On entend surtout parler de la pollution de l’eau potable par les « polluants éternels »… mais les sols aussi sont contaminés, et ils peuvent jouer le rôle de réservoir en relarguant lentement des PFAS dans l’environnement. Outre les efforts réglementaires entrepris, notamment en Europe, les spécialistes explorent des pistes pour dépolluer les sols.
Les PFAS sont des substances poly- et perfluoroalkylées surnommées « polluants éternels ». Ce vaste groupe de plus de 10 000 composés fluorés synthétiques est largement utilisé dans l’industrie et les produits de consommation courante : textiles hydrofuges, emballages alimentaires, revêtements antiadhésifs ou encore mousses anti-incendie.

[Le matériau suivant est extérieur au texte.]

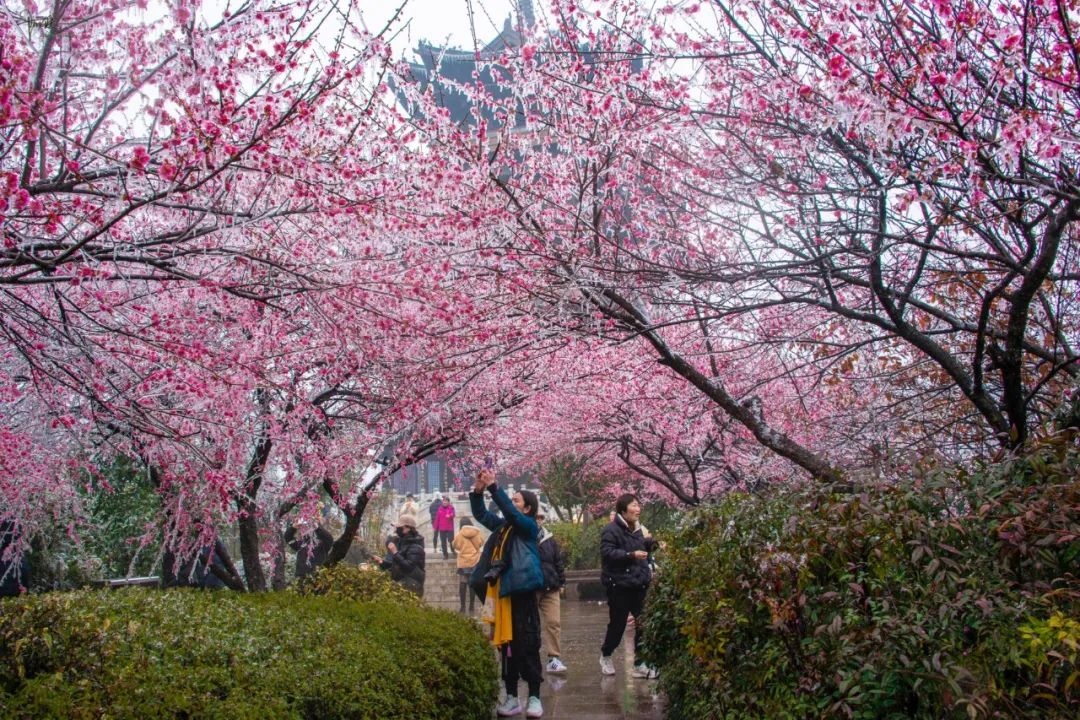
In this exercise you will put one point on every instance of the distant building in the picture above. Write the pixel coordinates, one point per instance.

En 2020, entre 140 000 et 310 000 tonnes de PFAS ont ainsi été introduites dans l’Union européenne. Les PFAS sont associés à de graves risques pour la santé, notamment un lien avec certains cancers, des perturbations endocriniennes et des effets néfastes sur le système immunitaire.
Les PFAS peuvent persister dans l’environnement pendant des décennies en raison de leur exceptionnelle stabilité chimique due aux fortes liaisons carbone-fluor. Ainsi, certains sites où leur usage a cessé dès les années 1990 présentent encore aujourd’hui une contamination élevée des eaux souterraines. C’est le cas par exemple d’un ancien aéroport militaire et ses sols impactés durablement par les mousses anti-incendie.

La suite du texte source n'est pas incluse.